The Moro Islamic Liberation Front (MILF), which is fighting for an autonomous state in Mindanao and has been engaged in peace negotiations with the Government of the Republic of the Philippines (GRP) since 1996, sees a renewed escalation of its conflict with the Philippine government following a number of encounters with the military in the last three weeks.

Fighting broke out between MILF fighters and government troops in three villages in Maitum, Sarangani early on June 25. The fighting took place in the villages of Ticulab, Maguling, and Mindupok. Hundreds of residents fled to the town center.

That same day another armed encounter transpired between the MILF and government troops in Tugaig, Barira, Shariff Kabunsuan.

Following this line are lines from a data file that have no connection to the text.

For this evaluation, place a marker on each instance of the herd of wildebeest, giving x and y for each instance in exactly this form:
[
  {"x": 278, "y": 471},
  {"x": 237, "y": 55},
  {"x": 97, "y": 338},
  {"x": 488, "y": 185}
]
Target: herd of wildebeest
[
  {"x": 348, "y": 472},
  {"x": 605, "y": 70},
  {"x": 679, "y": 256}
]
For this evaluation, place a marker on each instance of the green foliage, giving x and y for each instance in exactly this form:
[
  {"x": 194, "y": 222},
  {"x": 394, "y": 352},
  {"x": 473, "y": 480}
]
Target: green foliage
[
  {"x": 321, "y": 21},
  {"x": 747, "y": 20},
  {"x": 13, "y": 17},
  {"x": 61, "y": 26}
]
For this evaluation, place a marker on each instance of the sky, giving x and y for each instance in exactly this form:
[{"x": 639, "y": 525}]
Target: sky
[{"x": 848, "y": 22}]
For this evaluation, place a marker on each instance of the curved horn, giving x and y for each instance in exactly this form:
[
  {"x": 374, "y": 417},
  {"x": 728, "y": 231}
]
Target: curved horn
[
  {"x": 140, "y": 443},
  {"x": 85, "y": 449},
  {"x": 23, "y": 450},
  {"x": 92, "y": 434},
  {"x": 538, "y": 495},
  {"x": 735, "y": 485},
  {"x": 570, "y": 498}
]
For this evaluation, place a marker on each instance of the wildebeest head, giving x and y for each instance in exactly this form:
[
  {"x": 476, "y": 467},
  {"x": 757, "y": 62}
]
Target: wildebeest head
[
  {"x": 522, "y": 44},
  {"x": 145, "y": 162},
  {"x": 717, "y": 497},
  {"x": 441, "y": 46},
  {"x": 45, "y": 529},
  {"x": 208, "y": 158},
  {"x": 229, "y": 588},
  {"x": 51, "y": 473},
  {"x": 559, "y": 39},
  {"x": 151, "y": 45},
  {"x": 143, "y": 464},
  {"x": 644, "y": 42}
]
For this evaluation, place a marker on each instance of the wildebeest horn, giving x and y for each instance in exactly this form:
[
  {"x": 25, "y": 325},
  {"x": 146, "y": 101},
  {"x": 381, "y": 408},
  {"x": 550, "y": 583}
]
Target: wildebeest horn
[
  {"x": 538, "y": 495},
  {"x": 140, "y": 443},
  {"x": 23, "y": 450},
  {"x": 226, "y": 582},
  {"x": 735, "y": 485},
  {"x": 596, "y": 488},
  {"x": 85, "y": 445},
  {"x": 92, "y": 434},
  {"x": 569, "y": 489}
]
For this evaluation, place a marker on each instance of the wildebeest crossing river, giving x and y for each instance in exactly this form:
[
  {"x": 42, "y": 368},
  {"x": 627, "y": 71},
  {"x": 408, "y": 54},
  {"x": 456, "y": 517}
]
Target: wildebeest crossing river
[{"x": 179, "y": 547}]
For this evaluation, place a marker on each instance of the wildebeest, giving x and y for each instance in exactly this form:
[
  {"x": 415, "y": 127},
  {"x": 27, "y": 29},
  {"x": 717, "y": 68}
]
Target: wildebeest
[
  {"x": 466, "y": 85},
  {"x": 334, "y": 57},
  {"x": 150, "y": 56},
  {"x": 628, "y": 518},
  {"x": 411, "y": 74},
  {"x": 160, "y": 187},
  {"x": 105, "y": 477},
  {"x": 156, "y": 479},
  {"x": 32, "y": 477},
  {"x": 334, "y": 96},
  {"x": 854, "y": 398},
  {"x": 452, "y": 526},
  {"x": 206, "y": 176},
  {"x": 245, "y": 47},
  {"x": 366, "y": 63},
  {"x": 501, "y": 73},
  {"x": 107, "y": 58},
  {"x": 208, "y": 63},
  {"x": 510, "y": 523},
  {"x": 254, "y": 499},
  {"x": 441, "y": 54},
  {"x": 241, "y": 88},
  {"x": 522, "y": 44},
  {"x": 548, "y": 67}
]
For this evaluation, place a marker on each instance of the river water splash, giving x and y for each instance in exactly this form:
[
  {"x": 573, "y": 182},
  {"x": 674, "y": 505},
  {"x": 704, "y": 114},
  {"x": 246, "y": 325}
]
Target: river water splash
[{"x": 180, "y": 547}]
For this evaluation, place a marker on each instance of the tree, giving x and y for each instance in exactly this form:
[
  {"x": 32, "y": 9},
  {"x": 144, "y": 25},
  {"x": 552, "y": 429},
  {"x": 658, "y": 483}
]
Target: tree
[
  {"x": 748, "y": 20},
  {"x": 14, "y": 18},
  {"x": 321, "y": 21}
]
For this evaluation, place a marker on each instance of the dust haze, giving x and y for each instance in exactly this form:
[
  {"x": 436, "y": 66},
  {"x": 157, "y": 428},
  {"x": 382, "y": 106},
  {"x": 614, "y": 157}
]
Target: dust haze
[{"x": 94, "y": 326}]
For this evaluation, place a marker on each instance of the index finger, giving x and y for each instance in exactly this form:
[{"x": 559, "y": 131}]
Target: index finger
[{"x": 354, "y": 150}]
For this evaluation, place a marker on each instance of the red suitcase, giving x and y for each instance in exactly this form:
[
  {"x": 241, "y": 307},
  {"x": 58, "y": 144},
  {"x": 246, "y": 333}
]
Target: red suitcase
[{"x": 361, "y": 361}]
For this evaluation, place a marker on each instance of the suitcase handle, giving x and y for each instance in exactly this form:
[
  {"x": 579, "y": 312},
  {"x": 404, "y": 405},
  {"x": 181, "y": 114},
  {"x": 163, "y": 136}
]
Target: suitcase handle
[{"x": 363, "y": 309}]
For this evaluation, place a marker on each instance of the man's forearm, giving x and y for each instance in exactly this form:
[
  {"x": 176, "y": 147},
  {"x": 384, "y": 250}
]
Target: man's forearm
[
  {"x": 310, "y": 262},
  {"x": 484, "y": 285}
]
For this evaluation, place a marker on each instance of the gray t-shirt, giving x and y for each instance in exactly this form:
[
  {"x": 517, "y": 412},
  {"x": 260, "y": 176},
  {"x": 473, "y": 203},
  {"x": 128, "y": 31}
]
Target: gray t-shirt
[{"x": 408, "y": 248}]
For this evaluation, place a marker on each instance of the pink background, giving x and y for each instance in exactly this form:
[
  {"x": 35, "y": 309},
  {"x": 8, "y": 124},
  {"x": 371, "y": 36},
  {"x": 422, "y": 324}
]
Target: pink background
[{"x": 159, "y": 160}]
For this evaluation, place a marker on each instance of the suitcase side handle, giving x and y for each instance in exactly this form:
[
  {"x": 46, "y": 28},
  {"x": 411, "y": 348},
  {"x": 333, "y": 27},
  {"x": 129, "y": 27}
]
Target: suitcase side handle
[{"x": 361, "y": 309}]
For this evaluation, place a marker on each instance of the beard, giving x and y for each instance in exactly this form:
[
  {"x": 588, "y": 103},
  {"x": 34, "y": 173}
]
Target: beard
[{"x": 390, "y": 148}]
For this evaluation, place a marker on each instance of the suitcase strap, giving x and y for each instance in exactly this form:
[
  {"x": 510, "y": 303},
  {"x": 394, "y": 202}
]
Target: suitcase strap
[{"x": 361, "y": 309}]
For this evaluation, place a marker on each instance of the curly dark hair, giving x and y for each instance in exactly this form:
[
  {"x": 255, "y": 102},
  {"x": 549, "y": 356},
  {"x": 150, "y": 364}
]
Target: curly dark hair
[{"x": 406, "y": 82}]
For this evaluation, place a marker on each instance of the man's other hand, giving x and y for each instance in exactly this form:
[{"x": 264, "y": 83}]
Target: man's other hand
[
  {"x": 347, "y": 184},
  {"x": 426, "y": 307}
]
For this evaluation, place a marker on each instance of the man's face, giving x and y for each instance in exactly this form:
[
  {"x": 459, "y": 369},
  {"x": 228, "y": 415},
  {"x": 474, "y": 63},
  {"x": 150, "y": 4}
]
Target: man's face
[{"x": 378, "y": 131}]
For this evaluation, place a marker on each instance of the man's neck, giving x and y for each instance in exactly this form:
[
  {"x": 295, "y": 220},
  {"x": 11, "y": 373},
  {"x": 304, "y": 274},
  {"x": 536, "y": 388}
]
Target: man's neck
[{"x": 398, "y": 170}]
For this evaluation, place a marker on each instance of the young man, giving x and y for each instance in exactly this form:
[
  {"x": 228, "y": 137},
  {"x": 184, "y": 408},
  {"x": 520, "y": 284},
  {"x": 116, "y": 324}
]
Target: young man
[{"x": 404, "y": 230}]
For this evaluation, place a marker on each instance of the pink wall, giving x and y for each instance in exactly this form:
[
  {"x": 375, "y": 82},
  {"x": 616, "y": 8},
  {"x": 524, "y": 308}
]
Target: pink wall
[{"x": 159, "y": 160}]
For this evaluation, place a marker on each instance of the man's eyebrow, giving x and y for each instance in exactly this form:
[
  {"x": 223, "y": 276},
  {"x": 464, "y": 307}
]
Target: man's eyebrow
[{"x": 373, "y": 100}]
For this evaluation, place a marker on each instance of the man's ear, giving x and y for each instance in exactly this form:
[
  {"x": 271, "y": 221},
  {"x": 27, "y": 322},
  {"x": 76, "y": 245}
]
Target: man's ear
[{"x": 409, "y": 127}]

“Frustration with the dilatory tactics of the government in the peace talks mainly caused the fighting,” said MILF chief negotiator Mohagher Iqbal.

Contentious ancestral domain issue

The GRP-MILF peace negotiations have been stalled since December last year. Negotiations reached a deadlock over the ancestral domain issue.

The ancestral domain issue, which was first discussed only in 2004 or some eight years after the talks started, has turned out to be the most contentious issue in the GRP-MILF peace negotiations.

The MILF last year was proposing a Bangsamoro Juridical Entity (BJE) that would be based on an ancestral domain claim of the Bangsa Moro over Mindanao, Sulu, and Palawan.

The GRP had insisted that areas to be covered by the BJE other than the Autonomous Region in Muslim Mindanao (ARMM) should be subjected to a plebiscite. This repeatedly led to an impasse in the peace negotiations with the group.

The impasse was broken only in November last year, when the GRP and the MILF reached an agreement defining the land and maritime areas to be covered by the proposed BJE.

Things seemed to be looking up after that, prompting lawyer Eid Kabalu, then MILF spokesperson, to make media statements to the effect that they expected a final agreement to be signed by mid-2008.

But all hopes for forging a peace pact between the GRP and the MILF were dashed last December, when the peace talks hit a snag following the government’s insistence that the ancestral domain issue be settled through “constitutional processes” – a phrase which, according to Iqbal, had been inserted into the agreement without their consent.

Renewed armed clashes

On June 30, MILF fighters and government troops clashed in Aleosan, North Cotabato. The fighting caused some 200 families from the town’s Barangay (village) Paganan to flee, based on reports from the Philippine Army’s 6th Infantry Division.

Col. Julieto Ando, spokesperson of the 6th ID, said it was the MILF who started the fighting. “We were the ones being attacked here,” he said.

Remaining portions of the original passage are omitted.